There Is Hope for Humanity

Finding a Way Forward Between Overblown Optimism and Apocalyptic Despair

Some who study potential global collapse suggest it’s not too late to change the trajectory if we recognize and address the problems now. Others counter that we’re in collective denial and are already past the point of no return. How can we remain hopeful?

I’ve been writing about the problems facing human society for many years. But I have never seen so many others in so many fields warn of impending global catastrophe as I do now. It’s not that these writers are necessarily throwing in the towel; most want to remain optimistic (or feel they have no choice) or believe they have a duty to at least try to solve problems on their own level.

Take Julian Cribb’s How to Fix a Broken Planet (2023), in which the author lays out a plan to solve the top 10 existential problems threatening humanity. He joins others in calling for “an ‘Earth System Treaty’, a legal framework that covers all the risks we presently run and seeks to have humans live within a ‘safe operating space’.” He believes this will require the mobilization of ordinary citizens, as governments are severely limited by procrastination and short-term goals. He says, “Only through these billions of concerned citizens acting together can politics, commerce, religion, and society be induced to adopt wisdom—and make the changes essential to our survival as a civilisation and as a species.”

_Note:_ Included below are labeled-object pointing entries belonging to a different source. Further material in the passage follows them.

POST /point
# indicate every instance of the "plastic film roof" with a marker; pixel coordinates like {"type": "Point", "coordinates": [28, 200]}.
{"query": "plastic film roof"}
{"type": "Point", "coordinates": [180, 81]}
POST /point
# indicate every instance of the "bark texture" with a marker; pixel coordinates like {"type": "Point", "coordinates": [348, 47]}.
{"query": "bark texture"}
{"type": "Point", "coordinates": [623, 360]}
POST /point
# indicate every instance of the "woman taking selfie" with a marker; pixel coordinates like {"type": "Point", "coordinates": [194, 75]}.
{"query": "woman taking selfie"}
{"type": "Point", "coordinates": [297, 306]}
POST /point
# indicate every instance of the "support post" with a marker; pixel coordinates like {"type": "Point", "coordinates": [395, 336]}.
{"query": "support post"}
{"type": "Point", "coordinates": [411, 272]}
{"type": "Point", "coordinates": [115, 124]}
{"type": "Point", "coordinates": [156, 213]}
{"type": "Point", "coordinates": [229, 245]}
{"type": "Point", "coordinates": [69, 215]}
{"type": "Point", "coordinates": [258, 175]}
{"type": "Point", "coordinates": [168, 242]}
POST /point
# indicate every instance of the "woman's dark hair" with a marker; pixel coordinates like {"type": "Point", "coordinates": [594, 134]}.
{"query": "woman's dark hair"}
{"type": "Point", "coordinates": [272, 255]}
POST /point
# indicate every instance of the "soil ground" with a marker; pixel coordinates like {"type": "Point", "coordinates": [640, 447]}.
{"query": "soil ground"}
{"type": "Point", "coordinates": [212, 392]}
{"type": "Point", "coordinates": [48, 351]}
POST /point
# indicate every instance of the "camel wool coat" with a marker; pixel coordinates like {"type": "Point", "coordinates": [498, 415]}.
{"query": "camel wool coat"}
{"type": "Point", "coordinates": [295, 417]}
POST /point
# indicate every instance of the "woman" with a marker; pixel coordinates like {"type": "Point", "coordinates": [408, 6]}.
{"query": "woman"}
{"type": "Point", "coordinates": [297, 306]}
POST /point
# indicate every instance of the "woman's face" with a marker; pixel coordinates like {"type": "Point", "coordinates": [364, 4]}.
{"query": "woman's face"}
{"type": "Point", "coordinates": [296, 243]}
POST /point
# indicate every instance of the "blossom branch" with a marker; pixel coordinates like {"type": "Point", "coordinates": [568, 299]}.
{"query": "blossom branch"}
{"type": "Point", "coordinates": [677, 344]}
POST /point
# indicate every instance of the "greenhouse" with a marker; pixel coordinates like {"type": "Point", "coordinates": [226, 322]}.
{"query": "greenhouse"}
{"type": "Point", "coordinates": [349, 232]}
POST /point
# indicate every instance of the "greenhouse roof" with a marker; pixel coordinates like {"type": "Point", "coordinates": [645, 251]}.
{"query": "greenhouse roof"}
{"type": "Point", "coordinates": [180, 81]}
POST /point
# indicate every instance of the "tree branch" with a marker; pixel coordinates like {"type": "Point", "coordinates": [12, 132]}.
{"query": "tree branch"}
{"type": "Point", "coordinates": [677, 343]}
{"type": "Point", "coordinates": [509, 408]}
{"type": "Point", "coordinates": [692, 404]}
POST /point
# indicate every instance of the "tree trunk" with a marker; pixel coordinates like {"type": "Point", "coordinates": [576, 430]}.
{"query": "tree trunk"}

Yet even this hopeful observer of our condition is cautious about the outcome. He says, “The question is whether humans still have the intelligence and the wisdom to adopt these solutions.”

Despite such an ambitious and laudable plan, the thought persists that we may have passed the point of no return. The problems are multifaceted, interconnected, intensifying, global. The adjectives used to describe them include “critical,” “unprecedented,” “existential,” “irreversible” and “apocalyptic,” along with related terms and phrases such as “permacrisis,” “defining moment,” “tipping point,” “biblical proportions,” “mass extinction,” “heading for disaster” and “systemic collapse.”

What has brought us to this moment? And how can we remain hopeful that humanity will, in fact, survive?

Every day we face mounting risks from global poisoning, an increasingly violent climate, a shakier food supply, growing scarcity of resources . . . and from the steady unravelling of Earth systems . . . that support life on this planet.”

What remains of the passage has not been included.